26日遅行スパンが実体と絡み合っている(=上図Ⓐ)ことや、9/17(水)に転換線が基準線を下回る見込み(=上図Ⓑ)であることから、三役好転の継続が怪しい。

二役逆転(転換線が基準線を下回り、26日遅行スパンが実体を下抜けた状態)となり、下落トレンドが視野に入ってきそうであるが、雲の先行きは上向きで厚い(=上図Ⓒ)ため、下値は限定的だが、停滞気味な展開となるか

この相場認識を踏まえ、<上昇シナリオ>と<下落シナリオ>を想定する。

上昇シナリオ>:5日移動平均で追撃しても、雲上限でサポートされるか

5日移動平均と200日移動平均に抑えらる形で下押すと、4,820,000円(8/12以来の安値付近)が上向きの厚い雲の上限(先行スパン1)と重なっているため、強いサポートとなる可能性が高い(=上図①)。

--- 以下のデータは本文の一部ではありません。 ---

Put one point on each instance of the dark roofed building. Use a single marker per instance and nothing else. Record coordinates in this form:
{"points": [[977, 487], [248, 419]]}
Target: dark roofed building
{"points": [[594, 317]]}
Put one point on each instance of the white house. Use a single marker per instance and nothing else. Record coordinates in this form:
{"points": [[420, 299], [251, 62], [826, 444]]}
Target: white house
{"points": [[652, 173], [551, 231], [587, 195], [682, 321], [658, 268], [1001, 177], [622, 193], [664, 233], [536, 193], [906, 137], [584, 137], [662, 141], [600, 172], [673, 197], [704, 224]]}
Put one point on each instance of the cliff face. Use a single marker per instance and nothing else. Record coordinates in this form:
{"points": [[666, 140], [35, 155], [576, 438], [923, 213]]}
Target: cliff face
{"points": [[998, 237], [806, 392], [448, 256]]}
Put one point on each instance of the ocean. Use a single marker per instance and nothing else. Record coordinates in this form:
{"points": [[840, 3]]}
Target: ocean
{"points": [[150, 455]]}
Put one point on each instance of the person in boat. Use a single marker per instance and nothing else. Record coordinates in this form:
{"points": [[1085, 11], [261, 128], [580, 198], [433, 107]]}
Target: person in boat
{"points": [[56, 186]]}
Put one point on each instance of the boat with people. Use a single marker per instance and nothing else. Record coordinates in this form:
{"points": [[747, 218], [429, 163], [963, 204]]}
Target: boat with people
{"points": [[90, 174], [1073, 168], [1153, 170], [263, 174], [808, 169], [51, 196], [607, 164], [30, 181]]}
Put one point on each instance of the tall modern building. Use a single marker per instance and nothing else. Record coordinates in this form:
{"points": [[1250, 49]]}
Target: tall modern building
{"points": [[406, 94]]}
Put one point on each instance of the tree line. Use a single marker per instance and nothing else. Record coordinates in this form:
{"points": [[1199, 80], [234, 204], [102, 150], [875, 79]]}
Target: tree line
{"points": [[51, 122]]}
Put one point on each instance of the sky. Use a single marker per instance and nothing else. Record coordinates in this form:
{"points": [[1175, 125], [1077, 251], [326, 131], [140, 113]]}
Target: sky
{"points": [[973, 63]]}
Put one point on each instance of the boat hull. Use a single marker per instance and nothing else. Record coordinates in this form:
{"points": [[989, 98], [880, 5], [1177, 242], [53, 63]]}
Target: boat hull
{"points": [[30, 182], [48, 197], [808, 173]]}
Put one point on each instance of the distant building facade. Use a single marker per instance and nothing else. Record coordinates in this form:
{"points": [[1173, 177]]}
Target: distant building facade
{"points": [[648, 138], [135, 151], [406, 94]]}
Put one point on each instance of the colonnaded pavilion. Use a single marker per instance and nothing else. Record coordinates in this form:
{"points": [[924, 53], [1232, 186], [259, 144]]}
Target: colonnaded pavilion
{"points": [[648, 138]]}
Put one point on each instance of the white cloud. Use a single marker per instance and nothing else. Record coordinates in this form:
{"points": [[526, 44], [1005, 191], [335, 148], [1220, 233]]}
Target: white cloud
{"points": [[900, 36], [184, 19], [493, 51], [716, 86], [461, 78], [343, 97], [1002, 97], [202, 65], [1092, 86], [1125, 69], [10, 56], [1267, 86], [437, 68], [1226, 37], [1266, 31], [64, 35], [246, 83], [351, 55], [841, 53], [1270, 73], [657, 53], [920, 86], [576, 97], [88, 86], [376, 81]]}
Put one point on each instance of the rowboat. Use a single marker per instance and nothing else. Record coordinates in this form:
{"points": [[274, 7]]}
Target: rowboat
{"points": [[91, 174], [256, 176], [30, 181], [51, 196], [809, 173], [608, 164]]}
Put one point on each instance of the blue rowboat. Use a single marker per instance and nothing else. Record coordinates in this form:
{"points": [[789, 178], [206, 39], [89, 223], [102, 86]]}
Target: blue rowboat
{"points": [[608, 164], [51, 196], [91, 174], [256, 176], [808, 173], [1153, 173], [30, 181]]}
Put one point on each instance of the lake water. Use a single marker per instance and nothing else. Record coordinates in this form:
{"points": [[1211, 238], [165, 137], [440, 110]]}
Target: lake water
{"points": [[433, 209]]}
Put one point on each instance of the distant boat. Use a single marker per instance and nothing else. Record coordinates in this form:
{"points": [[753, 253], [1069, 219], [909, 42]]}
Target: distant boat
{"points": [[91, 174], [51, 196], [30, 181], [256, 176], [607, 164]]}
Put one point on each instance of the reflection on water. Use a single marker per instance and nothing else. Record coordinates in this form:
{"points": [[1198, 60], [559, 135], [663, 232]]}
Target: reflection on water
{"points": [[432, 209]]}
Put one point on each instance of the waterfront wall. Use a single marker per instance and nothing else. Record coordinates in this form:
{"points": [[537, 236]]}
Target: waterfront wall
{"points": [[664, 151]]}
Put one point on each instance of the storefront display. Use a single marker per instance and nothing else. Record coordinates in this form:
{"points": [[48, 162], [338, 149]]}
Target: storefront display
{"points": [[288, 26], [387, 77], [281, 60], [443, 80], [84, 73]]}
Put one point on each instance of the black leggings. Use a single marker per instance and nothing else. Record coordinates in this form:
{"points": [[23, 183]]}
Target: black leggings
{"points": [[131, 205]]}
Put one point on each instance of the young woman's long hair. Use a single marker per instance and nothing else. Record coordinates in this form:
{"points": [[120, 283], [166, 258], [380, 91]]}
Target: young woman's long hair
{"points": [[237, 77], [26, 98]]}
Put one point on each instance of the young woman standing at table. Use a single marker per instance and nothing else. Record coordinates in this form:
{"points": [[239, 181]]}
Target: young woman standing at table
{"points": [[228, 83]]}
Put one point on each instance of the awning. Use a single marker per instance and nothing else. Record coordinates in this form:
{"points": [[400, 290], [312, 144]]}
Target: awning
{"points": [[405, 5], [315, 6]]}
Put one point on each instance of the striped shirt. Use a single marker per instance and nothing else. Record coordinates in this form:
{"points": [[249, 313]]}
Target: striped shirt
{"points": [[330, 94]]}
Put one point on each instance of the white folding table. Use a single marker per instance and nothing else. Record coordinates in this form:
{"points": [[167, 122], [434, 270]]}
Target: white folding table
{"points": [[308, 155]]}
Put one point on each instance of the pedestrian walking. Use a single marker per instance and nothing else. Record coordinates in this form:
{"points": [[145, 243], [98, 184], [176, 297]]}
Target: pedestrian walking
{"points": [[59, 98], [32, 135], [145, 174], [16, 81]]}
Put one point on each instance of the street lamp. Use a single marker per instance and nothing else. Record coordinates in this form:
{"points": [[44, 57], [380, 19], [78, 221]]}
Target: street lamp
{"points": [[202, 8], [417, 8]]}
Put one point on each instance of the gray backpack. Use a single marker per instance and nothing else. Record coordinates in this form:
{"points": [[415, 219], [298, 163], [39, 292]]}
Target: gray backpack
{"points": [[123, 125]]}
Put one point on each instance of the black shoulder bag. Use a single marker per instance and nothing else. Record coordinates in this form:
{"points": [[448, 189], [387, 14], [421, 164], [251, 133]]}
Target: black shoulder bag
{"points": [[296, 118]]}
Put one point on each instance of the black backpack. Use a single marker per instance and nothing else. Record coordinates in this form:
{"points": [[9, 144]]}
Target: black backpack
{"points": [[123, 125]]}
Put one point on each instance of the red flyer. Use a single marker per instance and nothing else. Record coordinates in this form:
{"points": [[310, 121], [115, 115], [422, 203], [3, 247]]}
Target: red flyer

同価格(=上図①)をサポートに反発に成功し、攻防戦(上図①~②)を脱した場合、一旦は、5,280,000円~5,320,000円を上値目途とした反発が期待出来そうである。同価格帯では、21日移動平均、基準線、転換線等が意識され(=上図③)、下落トレンド継続の見極めの重要なポイントとなりえそうだ。

5,280,000円~5,320,000円(=上図③)をハイブレイクできれば、厚い上昇雲を足元に三役好転相場となるため、青天井(テクニカル的な許容幅を超える大相場)と判断し、逆転しない限りはトレンドフォローのスタンスで臨むことも一考かもしれない。

下落シナリオ>:上昇雲と90日移動平均でしっかりサポート

4,820,000円(=上図①)を下抜けても、雲の上下限(先行スパン1と先行スパン2)は上昇(=上図Ⓒ)していることや、雲に寄り添う90日移動平均が上向きであるため、4,100,000円~4,460,000円(=8/3安値~90日移動平均、上図④~⑤)では下げ止まることが想定される。

戻り目としては、4,820,000円(=上図①)を割れる際に急落するようであれば追撃型の5日移動平均を、巡航速度で切り下げる場合は日足トレンドの節目を捉える21日移動平均を意識するとよいかもしれない。

「上昇期間より下落期間の方が短い」という上昇トレンド中の波の性質からすれば、4,100,000円~4,460,000円(=上図④~⑤)への到達に要する日柄は短い可能性があるため、前者は特に警戒すべきだろう。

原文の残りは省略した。